The disease continued its spread across the region. Fever, cough, and dyspnea were the main symptoms. Twenty-one percent of the patients did not have any CXR abnormalities, and, initially, negative results for either antibodies or RT-PCR tests for COVID-19 do not rule out the infection and should not be used as the only basis for diagnosis; clinical features and epidemiological situation should be considered. The authors recommend that self-isolation for symptomatic individuals as soon as they get early symptoms would be of great significance for reducing the transmission of COVID-19.

Acknowledgments

The authors would like to thank all of the people from the COVID-19 screening clinic at the NCDC Tobruk who helped with the research.

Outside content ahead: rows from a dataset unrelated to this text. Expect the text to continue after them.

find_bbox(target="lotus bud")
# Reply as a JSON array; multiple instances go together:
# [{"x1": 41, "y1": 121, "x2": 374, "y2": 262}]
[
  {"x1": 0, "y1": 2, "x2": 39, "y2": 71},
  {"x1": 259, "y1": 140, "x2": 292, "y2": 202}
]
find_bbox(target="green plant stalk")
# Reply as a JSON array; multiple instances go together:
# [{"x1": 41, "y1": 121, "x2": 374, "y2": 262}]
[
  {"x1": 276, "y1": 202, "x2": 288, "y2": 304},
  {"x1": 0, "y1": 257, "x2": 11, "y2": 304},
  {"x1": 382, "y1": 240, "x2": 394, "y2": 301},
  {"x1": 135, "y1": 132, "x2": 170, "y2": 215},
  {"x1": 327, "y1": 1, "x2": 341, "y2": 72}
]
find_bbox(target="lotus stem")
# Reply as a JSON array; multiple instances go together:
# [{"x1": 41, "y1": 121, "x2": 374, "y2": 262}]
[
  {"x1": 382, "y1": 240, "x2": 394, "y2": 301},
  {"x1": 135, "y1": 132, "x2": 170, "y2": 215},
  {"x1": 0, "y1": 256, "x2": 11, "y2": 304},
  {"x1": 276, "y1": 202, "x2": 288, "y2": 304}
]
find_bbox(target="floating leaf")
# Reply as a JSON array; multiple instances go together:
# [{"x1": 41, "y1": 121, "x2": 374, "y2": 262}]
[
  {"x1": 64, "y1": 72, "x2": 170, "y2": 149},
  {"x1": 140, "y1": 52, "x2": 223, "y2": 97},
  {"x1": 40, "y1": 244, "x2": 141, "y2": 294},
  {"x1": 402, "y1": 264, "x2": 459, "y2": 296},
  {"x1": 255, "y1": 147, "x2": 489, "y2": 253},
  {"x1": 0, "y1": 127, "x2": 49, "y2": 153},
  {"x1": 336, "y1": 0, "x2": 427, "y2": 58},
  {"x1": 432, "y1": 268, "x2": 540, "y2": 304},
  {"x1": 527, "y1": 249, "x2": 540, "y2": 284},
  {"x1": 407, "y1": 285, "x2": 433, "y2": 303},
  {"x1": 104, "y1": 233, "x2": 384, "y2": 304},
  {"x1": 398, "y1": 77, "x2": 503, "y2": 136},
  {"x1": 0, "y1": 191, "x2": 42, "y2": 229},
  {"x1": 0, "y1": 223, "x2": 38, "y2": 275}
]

We would like to thank all workers at the COVID-19 RT-PCR laboratory in Benghazi and all members of the rapid response team of Tobruk for their cooperation in providing us with the RT-PCR results.

Author Contributions

FI worked on data analysis and writing (original draft preparation); AF worked on data collection and methodology; SH worked on writing, reviewing, and editing; and MAK handled supervision and editing. All authors contributed equally to this work and approved the final version of the manuscript.

Conflict(s) of Interest

The authors declared no potential conflicts of interest with respect to the research, authorship, and/or publication of this paper.